Ian – excellent points – I think we are truly missing the mark at the moment and a back to basics business perspective on what is confidential and what is not would be a big step forward in reducing cost, improving compliance and increasing collaboration – and therefore business potential. And I love the innovation – trust the employee!
Citrix Project Independence (http://community.citrix.com/display/xd/independence)is clearly playing to this trend. The idea is that you bring your own laptop to work and use a virtual desktop. Independence uses a type-1 hypervisor (one that runs on the bare metal) to provide you your own VM and the one for work. This seems a little invasive to me, but it is going in the right direction.
Personally, I think the end point of externalisation is that the entire user interface leaves the enterprise. Instead of running a work desktop, we interact with the enterprise through our social networking environments. This could be a simple email/portal such as iGoogle or Yahoo or a more complete environment such as Facebook or Second Life. Or their successors.
The first move, especially if companies are looking to reduce IT cost, it to turn off the exchange servers. Any company that thinks a 40mb limit on the inbox is reasonable should give up trying to run an email server. This is a good example of a cottage industry that will be overwhelmed by industrialisation leading to externalisation.

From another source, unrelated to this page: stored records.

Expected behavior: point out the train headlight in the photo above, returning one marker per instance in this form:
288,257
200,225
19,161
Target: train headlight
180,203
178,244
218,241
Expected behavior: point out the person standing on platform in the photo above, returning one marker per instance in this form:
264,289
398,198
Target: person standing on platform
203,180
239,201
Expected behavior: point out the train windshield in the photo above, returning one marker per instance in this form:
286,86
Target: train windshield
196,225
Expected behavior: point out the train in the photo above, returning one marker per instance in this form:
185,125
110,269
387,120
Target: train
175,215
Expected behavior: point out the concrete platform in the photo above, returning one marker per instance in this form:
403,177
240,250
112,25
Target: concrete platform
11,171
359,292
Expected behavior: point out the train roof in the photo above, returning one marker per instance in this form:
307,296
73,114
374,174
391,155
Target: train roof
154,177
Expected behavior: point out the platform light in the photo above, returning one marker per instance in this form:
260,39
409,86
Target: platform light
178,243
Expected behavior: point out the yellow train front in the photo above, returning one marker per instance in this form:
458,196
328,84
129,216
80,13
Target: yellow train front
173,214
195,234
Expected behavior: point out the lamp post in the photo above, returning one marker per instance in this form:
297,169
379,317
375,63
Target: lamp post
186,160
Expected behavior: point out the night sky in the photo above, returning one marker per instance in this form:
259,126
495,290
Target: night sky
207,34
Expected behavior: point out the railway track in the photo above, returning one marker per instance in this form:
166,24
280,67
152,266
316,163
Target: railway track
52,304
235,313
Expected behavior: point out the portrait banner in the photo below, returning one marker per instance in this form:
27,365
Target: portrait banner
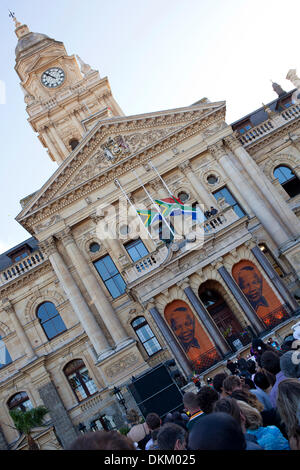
259,293
194,341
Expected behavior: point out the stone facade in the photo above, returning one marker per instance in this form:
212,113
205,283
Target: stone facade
196,152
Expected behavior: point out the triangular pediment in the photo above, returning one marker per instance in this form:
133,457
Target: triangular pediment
117,140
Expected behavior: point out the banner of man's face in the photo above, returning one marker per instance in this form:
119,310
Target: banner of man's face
258,291
196,344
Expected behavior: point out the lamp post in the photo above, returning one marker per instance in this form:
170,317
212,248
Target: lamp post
117,392
81,428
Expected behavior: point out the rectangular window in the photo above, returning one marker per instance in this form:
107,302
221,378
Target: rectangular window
136,250
110,276
224,192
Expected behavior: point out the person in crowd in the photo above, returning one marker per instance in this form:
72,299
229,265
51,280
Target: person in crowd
251,367
288,403
261,391
154,422
171,437
232,383
102,440
259,347
229,405
191,404
180,419
232,366
217,431
207,396
289,366
248,397
140,433
218,383
270,361
269,437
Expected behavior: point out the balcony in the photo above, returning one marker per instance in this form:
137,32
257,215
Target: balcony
194,239
18,269
272,124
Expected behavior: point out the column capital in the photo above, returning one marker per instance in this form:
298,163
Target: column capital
217,263
217,150
232,142
48,246
7,306
184,283
65,236
185,167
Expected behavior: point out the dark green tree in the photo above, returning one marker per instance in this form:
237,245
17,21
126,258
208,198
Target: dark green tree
25,421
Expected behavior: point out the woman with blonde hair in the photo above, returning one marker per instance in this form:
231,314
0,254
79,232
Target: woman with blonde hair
288,405
268,437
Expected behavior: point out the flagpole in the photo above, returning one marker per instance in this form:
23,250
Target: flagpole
163,182
153,202
117,182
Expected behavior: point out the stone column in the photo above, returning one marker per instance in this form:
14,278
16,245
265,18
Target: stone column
272,274
288,217
176,350
204,196
260,207
20,332
51,146
63,425
3,441
94,289
253,319
56,137
76,299
208,322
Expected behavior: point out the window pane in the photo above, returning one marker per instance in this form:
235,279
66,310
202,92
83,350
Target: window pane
152,346
136,250
144,333
4,354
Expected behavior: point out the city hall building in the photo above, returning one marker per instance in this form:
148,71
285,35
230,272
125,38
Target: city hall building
88,302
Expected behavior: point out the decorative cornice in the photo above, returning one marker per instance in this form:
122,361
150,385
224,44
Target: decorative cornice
65,236
141,157
217,150
48,246
232,141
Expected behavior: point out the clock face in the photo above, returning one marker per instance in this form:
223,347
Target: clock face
54,77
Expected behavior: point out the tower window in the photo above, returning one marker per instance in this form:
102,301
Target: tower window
79,379
146,335
110,276
288,180
50,320
136,250
73,143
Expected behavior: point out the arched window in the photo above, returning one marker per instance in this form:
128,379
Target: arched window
78,377
19,401
288,180
271,259
73,143
146,335
4,354
50,320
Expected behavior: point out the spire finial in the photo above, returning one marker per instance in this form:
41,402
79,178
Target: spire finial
13,17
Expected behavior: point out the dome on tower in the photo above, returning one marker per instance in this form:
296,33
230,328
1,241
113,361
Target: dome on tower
28,40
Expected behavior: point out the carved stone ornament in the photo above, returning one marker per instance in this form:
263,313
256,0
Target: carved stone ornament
217,150
118,367
40,227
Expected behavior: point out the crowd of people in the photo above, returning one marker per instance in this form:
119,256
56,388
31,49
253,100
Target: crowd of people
253,405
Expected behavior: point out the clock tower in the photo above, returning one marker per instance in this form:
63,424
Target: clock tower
64,96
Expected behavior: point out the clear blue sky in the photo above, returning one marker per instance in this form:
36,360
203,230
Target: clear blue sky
158,54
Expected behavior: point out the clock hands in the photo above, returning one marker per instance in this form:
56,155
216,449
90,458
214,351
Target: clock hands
49,75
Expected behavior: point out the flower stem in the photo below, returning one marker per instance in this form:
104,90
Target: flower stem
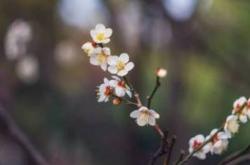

See http://lwn.net/Articles/237924/ which describes the 3% failure rate Google experiences on 100,000 hard drives (that is, 3000 fail a year or 10 a day).
John Schlesinger
On the question of documents, the issue of confidentiality is very important, but as most companies provide email with external access and no encryption or even signature, this is mainly a red herring.
If an enterprise were, however, to take security seriously, then there is a need to distinguish between documents and record keeping. These are often referred to as unstructured and structured information. Documents include: emails; taped phone calls; SMS texts; photos; graphics; videos; office documents (word and powerpoint); and other text. The enterprise needs to provide a secure document store and the ability for an employee to put anything there that is significant to the enterprise. This might include a cc: destination for email (with a special one for attachments) and SMS for instance. This does indeed make it the employee’s job to decide what is significant to the enterprise and provide a security classification for the document.
The important thing is that the enterprise links the documents to the record keeping. This is done by sending an event to the enterprise every time a document is added. This includes the URL of the document and metadata describing it (such as Dublin Core metadata). This means the document is available wherever needed in the record keeping systems without clogging up (or should that be CLOBbing up) the data stores.
A side effect of storing documents with unique enterprise URLs is that documents can be shared within the enterprise by URL thereby freeing up bandwidth and disk from multiple copies of the same document.